Speaking prior to Tuesday’s meeting Payne said to resolve the two major issues for nurses – the call for better pay and addressing safe staffing concerns – there needed to be a greater investment of funding so a settlement could be reached
She said to relieve the immediate pressure one solution was better pay to help keep existing nurses in the workforce, stop them moving to Australia and incentivise part-time nurses to feel it was worthwhile taking on extra shifts.
“We have a lot of part-time nurses in New Zealand and when it is really stressful what happens is they withdraw from hours as they need recovery time. So it’s about attracting our own nurses back to working some additional hours as there is capacity from within our own workforce but they need to be incentivised to do that.” She acknowledged there was also the risk that a pay increase might see some nurses drop hours. But added that better pay
The other action was employing the large number of unemployed new graduate nurses still seeking new graduate positions within DHBs. “We’ve got trained nurses left to languish on the sideline,” said Payne. Plus looking to recruit additional experienced nurses with some DHBs looking to recruit nurses back across the Tasman.
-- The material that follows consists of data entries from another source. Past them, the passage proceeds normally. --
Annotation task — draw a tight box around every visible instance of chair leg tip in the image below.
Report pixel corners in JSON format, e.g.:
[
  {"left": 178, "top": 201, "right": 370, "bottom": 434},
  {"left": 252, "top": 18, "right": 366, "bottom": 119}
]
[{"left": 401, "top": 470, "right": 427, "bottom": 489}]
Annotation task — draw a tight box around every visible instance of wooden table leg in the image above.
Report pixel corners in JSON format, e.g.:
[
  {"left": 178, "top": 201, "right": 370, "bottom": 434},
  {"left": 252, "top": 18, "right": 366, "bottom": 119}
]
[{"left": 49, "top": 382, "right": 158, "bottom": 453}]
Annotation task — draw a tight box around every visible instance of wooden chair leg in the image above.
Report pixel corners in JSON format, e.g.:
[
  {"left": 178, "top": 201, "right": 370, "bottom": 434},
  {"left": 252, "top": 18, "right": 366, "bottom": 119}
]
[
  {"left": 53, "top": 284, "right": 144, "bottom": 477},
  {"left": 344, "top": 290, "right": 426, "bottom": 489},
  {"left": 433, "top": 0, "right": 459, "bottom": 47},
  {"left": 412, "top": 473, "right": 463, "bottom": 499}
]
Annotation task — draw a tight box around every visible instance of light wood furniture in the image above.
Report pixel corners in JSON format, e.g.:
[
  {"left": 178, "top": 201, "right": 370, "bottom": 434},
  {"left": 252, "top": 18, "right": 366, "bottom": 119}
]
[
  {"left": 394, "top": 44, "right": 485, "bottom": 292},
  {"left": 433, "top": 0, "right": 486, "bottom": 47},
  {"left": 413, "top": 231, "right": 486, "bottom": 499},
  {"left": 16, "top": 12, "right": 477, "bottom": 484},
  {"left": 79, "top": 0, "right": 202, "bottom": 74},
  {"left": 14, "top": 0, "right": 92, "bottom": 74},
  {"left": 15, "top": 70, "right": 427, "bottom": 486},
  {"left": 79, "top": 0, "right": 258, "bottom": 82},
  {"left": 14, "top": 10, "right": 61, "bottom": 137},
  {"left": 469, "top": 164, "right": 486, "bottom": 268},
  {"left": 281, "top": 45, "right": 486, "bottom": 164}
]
Payne that NZNO had already scheduled a bargaining strategy day for today (March 28) with NZNO staff, to be followed by a DHB national delegates meeting in mid-April which would make the final decision on whether to pursue a strike ballot.
“We will see where we are in relation to the bargaining at that point of time,” said Payne. She said DHB members at present wanted the union to hold a strike ballot and the union did not want to step away from a back-up strategy for settling the agreement if the Prime Minister’s suggested process did not succeed. If the go-head was given for a strike ballot in mid-April then any resulting strike action is unlikely to occur until about a month or more after voting begins.
Bloomfield, speaking prior to Tuesday’s meeting said that the DHBs were anticipating that strike action wouldn’t happen because NZN0 had expressed “their strong preference to have the deal settled” and that “industrial action – in their words and I agree – is a last resort”.
But he said in the meantime the DHBs would be entering into detailed contingency planning in the event there was industrial action and would be working with NZNO to determine what life-preserving services would continue to be offered by nurses during any strike action.